November 27, 2013 | BITE: My Journal

Banished to Siberia at La Cenita

Meat Market rents must be high. That might explain the $29 duck burrito.

Meat Market rents must be high. That might explain the $29 duck burrito.

          A couple of saucy dames at the entrance to La Cenita take my measure and boot the three of us right to Siberia. How quickly Meat Market gatekeepers can remind you that you aren’t who you used to be. Less than a few wrinkles ago this was Abe and Arthur’s and I was welcome. But now the EMM group has rejiggered that all-American concept into a somewhat Mexican mold.

 

As even Siberia fills up, young women in cocktail-come-on dress arrive.

          I’ve come with a duo of stylish young women in the age demographic all marketers want. And yet…and yet…it’s as if we were Slobovian refugees. I panic as we’re led upstairs and then through one, two, three cozy little rooms to the farthest table against the back wall. It is quiet. I suppose I could exalt that we’d been saved from decibel torture below. But still, it’s lonely.

 

Pistachio and tomatillo make sense in guacamole but not pomegranate seeds.

          “Don’t you have a worse table for us?” I ask our escort from the welcome stand. She is tall and slim and incredibly beautiful. She looks at me blankly.

          “Is not good?” she asks in her limited English. If only she were a robot, she might be more responsive.

          “No, this table is too good for us,” I tell her. “Tell your boss up front, we don’t want this table.” She hands one of us a drink menu.

          “How about two menus?” I plead.

  The first bite of crisp fried artichoke is fine but then greasy leaves overwhelm.

          Normally I devote BITE to a discovery, a worthwhile detour, a new spot that shows promise. I don’t want to waste my time or yours hatcheting a small earnest effort that doesn’t quite make it – either it will find its fans or disappear soon enough. It could even find inspiration and become delightful. But I thought my report might be a community service to discourage a mad rush to La Cenita.

Grilled fish taco is plump with mango and pistachio mole.

          We try for an alcoholic mellowing. I ask for guacamole with our drinks. There’s nothing wrong with “Anything Yuzu,” except that it costs $17. I don’t mind tomatillo and Iranian pistachios in my guacamole. (The house has a head start on the ending of the Iranian embargo. Is that what makes it a $14 guac?) I just don’t understand pomegranate seeds. Still, the chips are satisfyingly salty and I’m hungry, so I dip along the edges of the polka-dotted terroir to avoid the seeds.

          A waitress hands us menus and stands ready to take our order. “Give us a few minutes,” says my companion. If only the kitchen were merely slow and not also fogged over. After a long pause, a couple of bussers appear and cover the table with starters and middles. Definitely a misunderstanding.

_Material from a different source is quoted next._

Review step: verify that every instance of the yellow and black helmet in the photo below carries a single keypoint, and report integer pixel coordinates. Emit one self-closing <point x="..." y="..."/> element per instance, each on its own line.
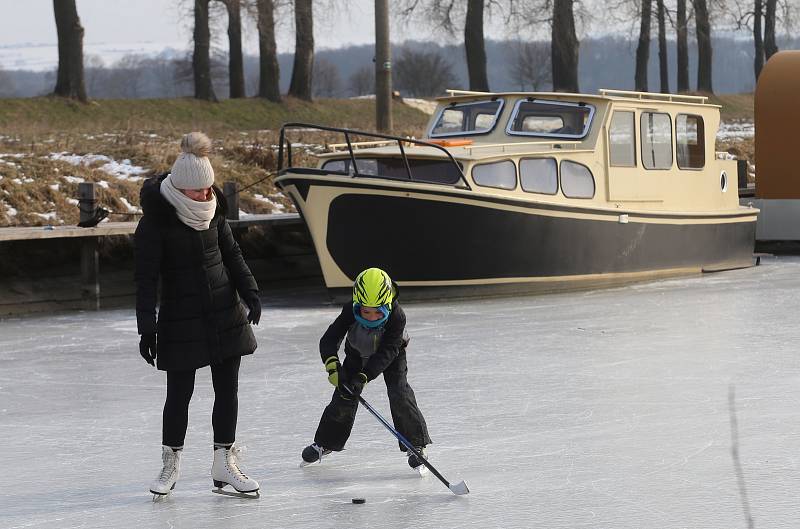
<point x="373" y="288"/>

Roasted corn cut from the cob with cotija cheese and chile is elegant.

          Some of the food isn’t bad but it’s not very good. Fried artichokes with Serrano chile yogurt are not quite hot enough and mostly greasy leaves. Hamachi with habanero, gooseberry and chile oil is just another crudo. Esquites, roasted corn with Mexican cheese and chile, usually a marvelous mess to eat off the cob is a tad restrained but still mighty fine in a bowl.

          A big table of traders lope in and settle in the next room. Suddenly at our cell under the air conditioner and amplifier, it’s noisier, louder, colder and darker.

        

 We should have asked for soft corn tacos instead of soggy flour wrappers.

          Things seem to be going our way when we discover that tacos come three to a portion. But even ABC Cocina’s not-quite-authentic tacos are infinitely better. I find myself longing for April Bloomfield’s fancies at Salvation Taco. Surprise! Short rib tacos with raisin, queso fresco and crema, listed under “Crunchy” for fried, are luscious, but no bigger than a half dollar. As one critic wrote, “If you’re a model or gerbil, La Cenita might become your Mexican go-to.”

Could these crisp fried short ribs be smaller? Good for models and gerbils.

          It will not become mine obviously, even though the $29 duck enchilada primed with cheese and crema too, is actually quite good. If you liked Akhtar Nawab’s cooking at Elettaria – I didn’t – and Esquina before that -- don’t pay attention to me.

          409 West 14th Street between Ninth and 10th Avenues. 646 289 3930. Sunday and Monday 6 to 9:30 pm, Tuesday and Wednesday 6 to 11 pm. Thursday through Saturday 6 pm to 1 am.